Physiological Genomics 24:45-58 (2005)
American Physiological Society © 2005 American Physiological Society

Chronic alcohol exposure alters transcription broadly in a key integrative brain nucleus for homeostasis: the nucleus tractus solitarius

Maria Yolanda Covarrubias1,*, Rishi L. Khan1,2,*, Rajanikanth Vadigepalli1, Jan B. Hoek1 and James S. Schwaber1

1 Department of Pathology, Anatomy and Cell Biology, Thomas Jefferson University, Philadelphia, Pennsylvania
2 Department of Electrical Engineering, University of Delaware, Newark, Delaware

Chronic exposure to alcohol modifies physiological processes in the brain, and the severe symptoms resulting from sudden removal of alcohol from the diet indicate that these modifications are functionally important. We investigated the gene expression patterns in response to chronic alcohol exposure (21–28 wk) in the rat nucleus tractus solitarius (NTS), a brain nucleus with a key integrative role in homeostasis and cardiorespiratory function. Using methods and an experimental design optimized for detecting transcriptional changes less than twofold, we found 575 differentially expressed genes. We tested these genes for significant associations with physiological functions and signaling pathways using Gene Ontology terms and the Kyoto Encyclopedia of Genes and Genomes (KEGG) database, respectively.
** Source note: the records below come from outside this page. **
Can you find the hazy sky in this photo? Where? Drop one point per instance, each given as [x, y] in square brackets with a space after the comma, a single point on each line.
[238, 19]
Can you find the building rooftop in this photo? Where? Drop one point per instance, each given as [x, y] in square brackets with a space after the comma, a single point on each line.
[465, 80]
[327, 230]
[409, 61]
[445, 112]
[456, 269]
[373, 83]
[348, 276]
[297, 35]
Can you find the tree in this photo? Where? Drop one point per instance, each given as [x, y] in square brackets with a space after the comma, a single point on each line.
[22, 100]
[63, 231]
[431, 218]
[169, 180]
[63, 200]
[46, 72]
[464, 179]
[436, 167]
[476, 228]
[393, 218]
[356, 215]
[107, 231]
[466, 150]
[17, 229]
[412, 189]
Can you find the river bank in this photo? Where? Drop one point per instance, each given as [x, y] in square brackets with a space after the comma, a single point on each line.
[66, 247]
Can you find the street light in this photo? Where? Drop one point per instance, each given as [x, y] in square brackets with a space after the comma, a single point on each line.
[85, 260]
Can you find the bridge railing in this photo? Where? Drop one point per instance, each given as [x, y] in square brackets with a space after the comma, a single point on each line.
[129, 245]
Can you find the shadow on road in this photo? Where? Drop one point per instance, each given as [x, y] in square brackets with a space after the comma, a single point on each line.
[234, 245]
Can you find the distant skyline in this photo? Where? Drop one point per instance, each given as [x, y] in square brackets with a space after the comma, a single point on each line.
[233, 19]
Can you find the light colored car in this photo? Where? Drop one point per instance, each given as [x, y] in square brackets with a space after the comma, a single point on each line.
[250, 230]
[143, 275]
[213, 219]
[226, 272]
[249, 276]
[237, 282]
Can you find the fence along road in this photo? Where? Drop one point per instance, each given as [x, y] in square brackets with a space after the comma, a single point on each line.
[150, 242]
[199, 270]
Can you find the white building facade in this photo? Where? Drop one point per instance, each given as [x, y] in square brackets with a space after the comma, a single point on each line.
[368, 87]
Chronic alcohol exposure resulted in significant NTS gene regulation related to the general processes of synaptic transmission, intracellular signaling, and cation transport as well as specific neuronal functions including plasticity and seizure behavior that could be related to alcohol withdrawal symptoms. The differentially expressed genes were also significantly enriched for enzymes of lipid metabolism, glucose metabolism, oxidative phosphorylation, MAP kinase signaling, and calcium signaling pathways from KEGG. Intriguingly, many of the genes we found to be differentially expressed in the NTS are known to be involved in alcohol-induced oxidative stress and/or cell death. The study provides evidence of very extensive alterations of physiological gene expression in the NTS in the adapted state to chronic alcohol exposure.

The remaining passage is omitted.